Thursday, August 9, 2012

Google Voice Search Getting Enhancements; It Speaks Back to You

Android 4.1 Jelly Bean's Voice Search is pretty cool. It speaks back in a voice that is really human and natural-sounding, it is integrated into the Google Knowledge Graph infrastructure and the interface looks good too.


They have now announced "enhanced voice search" on both iOS and Android which will practically bring Jelly Bean's voice assistant-like features to the Search app for Android and iOS.
Google uploaded a video introducing what they call "enhanced voice search" on the Google Search app for Android and iOS. It is embedded below.



You can talk to the app naturally, like you can with Siri and it speaks out the answers from Google's Knowledge Graph results as the answers. 

You can ask the weather, basic questions like the population of San Francisco, height of Sam Jackson and more. The video also shows someone say to the Search app "I need a mechanic" and the app tells him about mechanics nearby.

This functionality is available in the latest version of Google Search for Android already and is coming soon to iOS. I can't wait to try it out.

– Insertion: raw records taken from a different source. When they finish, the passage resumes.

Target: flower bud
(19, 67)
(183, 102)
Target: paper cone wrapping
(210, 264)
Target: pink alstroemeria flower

The Google Search app for Android, however, is not available for all phones. I had a Samsung Galaxy S2 with ICS at my disposal, but I couldn't get the enhanced features to work because the official search app is simply not available on this phone. Google Search capability is built into the phone, but voice-searching from the widget does not give me new features, as results open in the browser. It's all very confusing, fragmented and all over the place.